Ankra gives you one UI for every Kubernetes resource across every connected cluster — no kubectl context switching. This page is the map of what you can do; each section links to the full guide.

## Browse Resources

Navigate to your cluster → **Kubernetes** to browse resources by category, filtered by namespace, name, label, or status:

| Category      | What's There                                                | Details                                       |
| ------------- | ----------------------------------------------------------- | --------------------------------------------- |
| Workloads     | Deployments, StatefulSets, DaemonSets, Jobs, CronJobs, Pods | [Workloads](/platform/kubernetes-workloads)   |
| Networking    | Services, Ingresses, NetworkPolicies, Endpoints             | [Networking](/platform/kubernetes-networking) |
| Storage       | PersistentVolumes, PersistentVolumeClaims, StorageClasses   | [Storage](/platform/kubernetes-storage)       |
| Configuration | ConfigMaps, Secrets, CRDs                                   | [Config](/platform/kubernetes-config)         |
| RBAC          | ServiceAccounts, Roles, RoleBindings, ClusterRoles          | [RBAC](/platform/kubernetes-rbac)             |
| Helm          | Installed releases with values and history                  | [Helm Charts](/platform/helm-charts)          |

## Inspect Any Resource

Click a resource to see its live manifest (YAML), labels and annotations, resource limits, recent events, and health status.
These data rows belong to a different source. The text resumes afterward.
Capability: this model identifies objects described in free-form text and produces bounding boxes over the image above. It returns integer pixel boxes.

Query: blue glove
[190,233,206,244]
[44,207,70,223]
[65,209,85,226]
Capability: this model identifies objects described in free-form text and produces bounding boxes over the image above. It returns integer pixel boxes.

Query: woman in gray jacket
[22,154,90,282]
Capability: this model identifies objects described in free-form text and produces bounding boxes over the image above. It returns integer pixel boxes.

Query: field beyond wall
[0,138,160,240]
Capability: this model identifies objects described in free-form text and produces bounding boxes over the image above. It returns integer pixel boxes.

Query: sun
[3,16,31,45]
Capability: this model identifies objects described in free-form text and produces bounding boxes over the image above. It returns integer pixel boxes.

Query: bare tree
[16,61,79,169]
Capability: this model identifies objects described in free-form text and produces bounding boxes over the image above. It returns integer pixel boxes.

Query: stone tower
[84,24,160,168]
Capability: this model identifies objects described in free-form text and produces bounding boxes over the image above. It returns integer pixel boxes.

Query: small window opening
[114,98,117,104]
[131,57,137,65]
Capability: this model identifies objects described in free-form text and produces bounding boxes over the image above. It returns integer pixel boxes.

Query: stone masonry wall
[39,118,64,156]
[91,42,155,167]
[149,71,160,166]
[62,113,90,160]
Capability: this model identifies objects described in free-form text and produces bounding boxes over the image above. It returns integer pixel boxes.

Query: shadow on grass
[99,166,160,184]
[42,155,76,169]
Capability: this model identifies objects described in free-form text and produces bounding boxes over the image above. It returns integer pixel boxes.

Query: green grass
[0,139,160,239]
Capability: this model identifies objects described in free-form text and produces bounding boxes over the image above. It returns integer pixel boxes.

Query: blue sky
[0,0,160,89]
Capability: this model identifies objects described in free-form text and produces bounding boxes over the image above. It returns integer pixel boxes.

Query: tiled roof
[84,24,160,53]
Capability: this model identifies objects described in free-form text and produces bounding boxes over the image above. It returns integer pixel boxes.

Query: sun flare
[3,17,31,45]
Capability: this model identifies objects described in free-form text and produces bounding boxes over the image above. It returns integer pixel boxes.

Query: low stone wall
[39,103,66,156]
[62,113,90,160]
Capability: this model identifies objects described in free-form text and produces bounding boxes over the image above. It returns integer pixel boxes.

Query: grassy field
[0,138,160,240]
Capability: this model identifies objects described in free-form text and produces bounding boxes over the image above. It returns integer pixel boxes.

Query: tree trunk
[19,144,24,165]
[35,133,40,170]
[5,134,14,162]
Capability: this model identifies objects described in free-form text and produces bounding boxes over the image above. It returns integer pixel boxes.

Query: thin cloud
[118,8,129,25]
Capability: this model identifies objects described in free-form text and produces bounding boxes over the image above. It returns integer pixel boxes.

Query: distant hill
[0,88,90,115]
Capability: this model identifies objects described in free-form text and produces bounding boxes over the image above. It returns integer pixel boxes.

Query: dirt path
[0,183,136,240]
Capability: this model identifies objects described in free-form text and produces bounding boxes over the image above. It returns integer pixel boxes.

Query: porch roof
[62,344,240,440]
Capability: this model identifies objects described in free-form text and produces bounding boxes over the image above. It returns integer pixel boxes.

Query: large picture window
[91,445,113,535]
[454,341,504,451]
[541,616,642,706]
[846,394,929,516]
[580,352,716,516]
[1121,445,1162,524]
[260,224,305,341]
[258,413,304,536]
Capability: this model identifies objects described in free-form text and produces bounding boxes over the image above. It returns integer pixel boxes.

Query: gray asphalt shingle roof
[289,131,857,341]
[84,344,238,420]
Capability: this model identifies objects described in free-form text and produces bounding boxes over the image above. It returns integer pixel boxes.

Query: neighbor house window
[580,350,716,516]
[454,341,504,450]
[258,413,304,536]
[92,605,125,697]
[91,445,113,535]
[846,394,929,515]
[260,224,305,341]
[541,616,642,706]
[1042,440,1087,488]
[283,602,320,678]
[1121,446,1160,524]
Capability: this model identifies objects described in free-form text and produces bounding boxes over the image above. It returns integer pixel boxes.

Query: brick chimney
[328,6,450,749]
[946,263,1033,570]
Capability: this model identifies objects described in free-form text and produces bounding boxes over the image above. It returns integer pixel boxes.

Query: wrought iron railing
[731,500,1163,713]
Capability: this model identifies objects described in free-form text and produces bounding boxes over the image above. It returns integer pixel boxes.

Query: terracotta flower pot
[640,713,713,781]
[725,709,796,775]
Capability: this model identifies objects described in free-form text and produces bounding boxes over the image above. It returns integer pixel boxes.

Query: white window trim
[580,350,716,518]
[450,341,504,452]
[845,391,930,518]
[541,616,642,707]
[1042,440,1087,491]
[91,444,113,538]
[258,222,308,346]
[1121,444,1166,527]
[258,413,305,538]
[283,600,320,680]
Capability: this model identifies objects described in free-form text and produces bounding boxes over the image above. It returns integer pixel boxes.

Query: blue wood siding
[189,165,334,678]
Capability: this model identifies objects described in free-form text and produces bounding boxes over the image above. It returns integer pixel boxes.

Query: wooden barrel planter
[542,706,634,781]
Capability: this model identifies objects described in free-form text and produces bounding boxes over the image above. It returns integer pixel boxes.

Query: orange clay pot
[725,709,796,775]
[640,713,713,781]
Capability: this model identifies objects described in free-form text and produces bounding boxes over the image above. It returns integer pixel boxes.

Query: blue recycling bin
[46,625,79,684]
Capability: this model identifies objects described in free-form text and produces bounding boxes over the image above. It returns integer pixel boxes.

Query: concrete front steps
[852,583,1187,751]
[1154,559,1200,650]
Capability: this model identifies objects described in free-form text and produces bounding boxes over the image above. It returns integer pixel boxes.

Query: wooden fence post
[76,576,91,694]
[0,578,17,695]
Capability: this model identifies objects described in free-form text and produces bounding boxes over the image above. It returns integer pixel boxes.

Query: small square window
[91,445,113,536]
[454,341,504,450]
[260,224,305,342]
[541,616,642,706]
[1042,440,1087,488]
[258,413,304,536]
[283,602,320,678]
For pods you also get:

* **Logs** — live streaming and history, with filtering and search. See [Logs](/platform/logs).
* **Terminal** — an in-browser shell into any container. See [Pod Terminal](/platform/pod-terminal).
* **AI troubleshooting** — click **Troubleshoot** on a failing resource for an AI analysis of state, events, and logs. See [AI Troubleshooting](/platform/kubernetes-ai-troubleshooting).

## Act Directly

Delete pods, restart deployments, scale replicas, and edit configuration from the UI. Actions respect your organisation's permissions and are logged for auditability.

## Troubleshoot Faster

Drill down from cluster to namespace to pod to log line without leaving the page, or press `⌘+J` and ask the [AI Assistant](/platform/ai-assistant) — it already has the context of whatever you're viewing.